GNU has achieved less than 2% of its goals — Mulder

Freedom Front Plus (FF+) leader Dr Corné Mulder has said that the Government of National Unity (GNU) has been informed that it has only achieved 2% of its goals since the formation of the coalition last year.

This was revealed during a Newsday interview with Mulder, where he said he had attended a gathering where the Speaker of the National Assembly, Thoko Didiza, spoke about the governing coalition’s progress.

“She said that if we are honest, the GNU has not achieved 2% of the goals set a year ago,” Mulder said. “This basically means that the GNU has been a failure.”

The outcome of the 2024 National and Provincial Elections, which saw the African National Congress (ANC) lose its majority support for the first time in the country’s democratic history, necessitated a coalition for governance.

As a result, the ANC, DA, PA, IFP, FF+, GOOD, Rise Mzansi, PAC, UDM, and Al Jama-ah formed the GNU, which occupies 287 of the 400 seats in the National Assembly.

The ANC, which received 40% of the vote, and the DA, which received 22%, hold 85% of the seats of the coalition bloc.

Mulder argues that the GNU failed to achieve its goals due to the coalition parties’ lack of policy coherence.

“When the GNU started, there were huge expectations amongst the public and internationally that at last, there was an opportunity to steer South Africa in the right direction,” Mulder said.

“That did not happen. One of the reasons for this is that the declaration of intent was not negotiated around a table by the parties that are now members of the coalition.”

Instead, the FF+ leader says that the document, meant to outline the coalition parties’ shared goals and principles, was negotiated bilaterally between the DA and the ANC.

He says that once the two parties had concluded the document’s negotiations, the other eight parties were presented with it.

“They said, ‘Can you live with this document and be a part of it?’ It was not negotiated between the ten parties,” Mulder added.

As a result, he says there is very little cohesion between parties, and therefore, between the country’s 32 ministries.

“The Minister of Land Affairs is from the Pan Africanist Congress of Azania (PAC). He is pushing a PAC agenda. The DA are using their portfolios to push their own agenda,” Mulder said.

“No collective coherent public policy platform has been pushed forward in that sense. I think we’ve missed several opportunities. We could have taken South Africa much further.”

International relations exclusive to the ANC

Corné Mulder, leader of the Vryheidsfront Plus (VF+)

In addition to parties going about their own agendas, Mulder says that the ANC exclusively controls specific portfolios, such as international relations.

“It seems the DA agreed in those internal negotiations at the beginning that the Department of International Relations and Cooperation (DIRCO) would remain the exclusive domain of the ANC,” he said.

“In other words, if you see a statement from DIRCO or the Minister of International Relations saying South Africa condemns this or that, it’s not South Africa that condemns it, it’s the ANC that represents 40% of the South Africans who voted.”

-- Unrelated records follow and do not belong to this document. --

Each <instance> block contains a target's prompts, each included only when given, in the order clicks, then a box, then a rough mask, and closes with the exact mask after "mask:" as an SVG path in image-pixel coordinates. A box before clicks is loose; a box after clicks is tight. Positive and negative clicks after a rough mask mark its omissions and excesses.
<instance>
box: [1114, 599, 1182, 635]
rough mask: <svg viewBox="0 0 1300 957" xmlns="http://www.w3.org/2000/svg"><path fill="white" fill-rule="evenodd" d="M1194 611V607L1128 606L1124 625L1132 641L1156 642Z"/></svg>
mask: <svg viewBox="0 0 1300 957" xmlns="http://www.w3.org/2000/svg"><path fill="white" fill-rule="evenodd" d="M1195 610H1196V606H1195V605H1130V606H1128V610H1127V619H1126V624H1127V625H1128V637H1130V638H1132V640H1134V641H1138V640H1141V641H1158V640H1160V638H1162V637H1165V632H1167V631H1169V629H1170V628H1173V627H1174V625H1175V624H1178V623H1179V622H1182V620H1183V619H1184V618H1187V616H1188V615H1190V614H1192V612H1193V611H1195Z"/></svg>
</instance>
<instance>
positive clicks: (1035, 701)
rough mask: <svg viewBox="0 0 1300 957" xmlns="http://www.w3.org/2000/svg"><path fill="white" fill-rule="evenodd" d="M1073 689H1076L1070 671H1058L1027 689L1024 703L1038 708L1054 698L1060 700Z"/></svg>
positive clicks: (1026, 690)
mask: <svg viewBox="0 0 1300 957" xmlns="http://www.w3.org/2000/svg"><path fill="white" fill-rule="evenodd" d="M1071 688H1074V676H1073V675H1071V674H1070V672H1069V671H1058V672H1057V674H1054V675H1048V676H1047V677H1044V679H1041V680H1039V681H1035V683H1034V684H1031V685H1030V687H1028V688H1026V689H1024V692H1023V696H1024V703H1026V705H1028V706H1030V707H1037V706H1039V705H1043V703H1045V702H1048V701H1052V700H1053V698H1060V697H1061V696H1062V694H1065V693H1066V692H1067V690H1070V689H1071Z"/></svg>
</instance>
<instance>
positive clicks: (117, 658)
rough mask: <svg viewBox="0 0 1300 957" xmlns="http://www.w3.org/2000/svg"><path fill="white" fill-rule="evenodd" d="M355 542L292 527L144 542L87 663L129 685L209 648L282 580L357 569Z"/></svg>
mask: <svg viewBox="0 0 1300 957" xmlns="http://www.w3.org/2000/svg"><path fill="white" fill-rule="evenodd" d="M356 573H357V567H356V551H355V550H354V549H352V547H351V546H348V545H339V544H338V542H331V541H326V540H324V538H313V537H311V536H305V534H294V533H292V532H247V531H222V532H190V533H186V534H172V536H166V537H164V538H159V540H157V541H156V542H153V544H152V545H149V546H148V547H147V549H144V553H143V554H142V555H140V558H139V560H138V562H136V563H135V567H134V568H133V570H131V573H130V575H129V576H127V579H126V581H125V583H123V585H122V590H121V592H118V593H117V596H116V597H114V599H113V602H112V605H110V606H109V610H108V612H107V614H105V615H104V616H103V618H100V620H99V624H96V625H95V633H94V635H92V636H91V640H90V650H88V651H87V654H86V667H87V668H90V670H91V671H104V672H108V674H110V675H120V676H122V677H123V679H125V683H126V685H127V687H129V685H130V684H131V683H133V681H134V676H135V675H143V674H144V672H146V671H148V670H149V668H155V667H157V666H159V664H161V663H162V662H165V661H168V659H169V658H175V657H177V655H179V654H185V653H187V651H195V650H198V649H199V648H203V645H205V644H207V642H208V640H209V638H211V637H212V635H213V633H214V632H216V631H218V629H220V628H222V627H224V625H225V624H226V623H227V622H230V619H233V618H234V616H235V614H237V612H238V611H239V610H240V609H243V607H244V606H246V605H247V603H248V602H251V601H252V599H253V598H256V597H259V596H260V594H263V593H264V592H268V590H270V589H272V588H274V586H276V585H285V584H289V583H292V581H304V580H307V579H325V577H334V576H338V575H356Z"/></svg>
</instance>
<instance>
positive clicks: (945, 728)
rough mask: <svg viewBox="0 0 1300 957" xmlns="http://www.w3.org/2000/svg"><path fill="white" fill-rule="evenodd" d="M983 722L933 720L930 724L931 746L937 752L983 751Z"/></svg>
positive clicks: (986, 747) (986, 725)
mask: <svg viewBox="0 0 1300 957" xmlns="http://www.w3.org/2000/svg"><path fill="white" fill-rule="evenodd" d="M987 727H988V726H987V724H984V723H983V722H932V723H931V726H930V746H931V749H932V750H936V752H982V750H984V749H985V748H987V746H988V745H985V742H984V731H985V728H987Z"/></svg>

The FF+ leader argues that this is also true for economic policies, having previously asked President Cyril Ramaphosa in Parliament about policy reforms being developed within the GNU to create jobs and grow the economy.

He said he received “an economics 101 lesson from the President when he told me that they are going to double down on Black Economic Empowerment and affirmative action.”

The GNU anchored in ANC policy

The ANC’s top brass

In a statement released Tuesday, Cyril Ramaphosa’s party confirmed its dominant role in the governing coalition by stating that the GNU “is anchored in ANC-led policies.”

It added that it “remains the central and stabilising force” in the ten-party coalition.

The GNU has highlighted that its main strategic objectives include promoting inclusive growth and job creation, reducing poverty and addressing the high cost of living, and developing a capable, ethical, and developmental state.

Ramaphosa’s party has argued that this is reflective of its policies, with priorities rooted in the National Development Plan and programmes “including the Presidential Employment Stimulus, SRD Grant, expanded school nutrition schemes, and energy reforms.”

However, many have criticised the controlling nature of the ANC in the governing coalition.

Political economist Moeletsi Mbeki has called it “the ANC in drag” for maintaining the status quo of past ANC administrations.

He argues that the party has “alienated the urban African working class and rural poor” by prioritising the African middle class through BEE, preferential procurement, a bloated public sector, and employment equity.

In the same interview with Newsday, Mulder criticised Ramaphosa’s approach to running the GNU.

He said that instead of engaging with the rest of the coalition’s leaders on equal footing, the President has assumed an authoritative role.

Mulder argues that this is evident because the GNU leaders have only met twice since he was appointed leader in February this year, while the cabinet meets two to four times a month.